Long Term Extension Trial of Setmelanotide

Overview

About this study

The purpose of this extension study of up to an additional 2 years duration beyond the index trial for patients who have completed a previous study of setmelanotide for genetic obesity disorders upstream of the MC4 receptor in the melanocortin-leptin pathway. Since continued assessments of the safety and efficacy of setmelanotide are the same in this extension protocol regardless of the disease studied in the index protocol, all patients can be followed in this single extension protocol. Nevertheless, the analysis of each individual disease will be performed separately with the ability to combine data from the original index protocol and this extension protocol on a disease specific basis. For patients who qualify and consent, the study will start immediately on the completion of their index protocol such that there are no gaps in setmelanotide therapy , if possible. Efforts should be made to allow the last visit of a prior index trial or an index trial extension phase and the initial visit of this comprehensive long-term extension trial to occur on the same day. Patients will continue taking the same dose of setmelanotide that they were taking when they finished the index protocol. Dose changes can be made for safety or efficacy. Patients will be assessed in the clinic approximately every 3 months for vital signs, adverse events, concomitant medications, weight, waist circumference, and hunger score. Safety laboratories will be collected at each visit and additional assessments will be done on a yearly basis. In general assessments will be less frequent and burdensome than was required in their index protocol.

Participation eligibility

Participant eligibility includes age, gender, type and stage of disease, and previous treatments or health concerns. Guidelines differ from study to study, and identify who can or cannot participate. There is no guarantee that every individual who qualifies and wants to participate in a trial will be enrolled. Contact the study team to discuss study eligibility and potential participation.

Inclusion Criteria:

  • Patients aged 6 or older that have completed participation on active drug and demonstrated adequate safety and meaningful clinical benefit (efficacy) in a previous setmelanotide study for obesity associated with genetic defects upstream of the MC4 receptor in the leptin-melanocortin pathway.
    • Note: The index study may have a primary endpoint relied on efficacy, safety or tolerability.
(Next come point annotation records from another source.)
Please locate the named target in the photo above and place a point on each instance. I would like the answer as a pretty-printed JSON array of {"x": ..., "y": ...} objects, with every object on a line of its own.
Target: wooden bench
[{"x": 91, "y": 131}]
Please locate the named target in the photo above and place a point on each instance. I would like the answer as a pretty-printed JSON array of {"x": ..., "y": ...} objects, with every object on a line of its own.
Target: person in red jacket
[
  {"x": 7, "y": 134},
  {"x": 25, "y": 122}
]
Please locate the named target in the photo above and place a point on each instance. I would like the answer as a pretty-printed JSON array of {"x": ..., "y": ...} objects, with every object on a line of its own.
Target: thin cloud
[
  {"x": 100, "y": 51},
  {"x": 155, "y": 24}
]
Patient will be eligible for extension study if the Primary Investigator believes the patient exhibited a clinically meaningful benefit (i,e, efficacy) to setmelanotide treatment, and would benefit from continued treatment, after discussion with the Sponsor.
  • Study participant and/or parent or guardian is able to communicate well with the investigator, to understand and comply with the requirements of the study, and to understand and sign the written informed consent/assent. The patient must assent/consent to participate in the trial.
  • Female participants of child-bearing potential must agree to use contraception as outlined in the protocol.
  • Female participants of non-childbearing potential, defined as surgically sterile (status post hysterectomy, bilateral oophorectomy, or bilateral tubal ligation), post-menopausal for at least 12 months (and confirmed with a screening FSH level in the postmenopausal lab range), or have delayed pubertal development and failure to have achieved menarche, do not require contraception during the study.
  • Any female participant in this latter category of having failed to reach menarche upon study entry and who now suspects this status may have changed should promptly inform the investigator and undergo pregnancy testing. All patients must agree to follow requirements for contraception.

Exclusion Criteria:

  • Pregnant and/or breastfeeding women.
  • Significant dermatologic findings relating to melanoma or pre-melanoma skin lesions (excluding non-invasive basal or squamous cell lesion), determined as part of a screening comprehensive skin evaluation performed by a qualified dermatologist. Any concerning lesions identified during the screening period will be biopsied and results known to be benign prior to enrollment. If the pre-treatment biopsy results are of concern, the patient may need to be excluded from the study.
  • Patient is, in the opinion of the Study Investigator, not suitable to participate in the study. In addition, any patient who experiences a gap in treatment of at least one month between completing the Index study and Screening for this study, should have the following exclusion criteria evaluated:
  • Current, clinically significant disease, if severe enough to interfere with the study and/or would confound the results. Any such patients should be discussed with the Sponsor prior to inclusion.
  • Diagnosis of schizophrenia, bipolar disorder, personality disorder or other Diagnostic and Statistical Manual of Mental Disorders (DSM-III) disorders that the investigator believes will interfere significantly with study compliance.
  • A Patient Health Questionnaire-9 (PHQ-9) score of ≥ 15.
  • Any suicidal ideation of type 4 or 5 on the Columbia Suicide Severity Rating Scale (CSSRS). Any lifetime history of a suicide attempt, or any suicidal behavior in the last month.
    • Note: Patients who are unable to complete the PHQ-9 or C-SSRS due to significant neurocognitive defects may be enrolled in the study, as long as in the opinion of the Primary Investigator there are no clinical signs or symptoms of suicidal behavior.
  • History of significant liver disease or liver injury, or a current liver assessment due to abnormal liver tests (as indicated by abnormal liver function tests, alanine transaminase [ALT], aspartate transaminase [AST], alkaline phosphatase, or serum bilirubin > 1.5 × the upper limit of normal [ULN] for any of these tests) for an etiology other than non-alcoholic fatty liver disease (NAFLD). Thus, any underlying etiology besides NAFLD, including diagnosed non-alcoholic steatohepatitis (NASH), other causes of hepatitis, or history of hepatic cirrhosis is exclusionary, but the presence of NAFLD is not be exclusionary.
  • Moderate to severe renal dysfunction as defined by a glomerular filtration rate (GFR) < 30 mL/min.
  • History or close family history (parents or siblings) of skin cancer or melanoma (not including non-invasive/infiltrative basal or squamous cell lesion), or patient history of ocular-cutaneous albinism.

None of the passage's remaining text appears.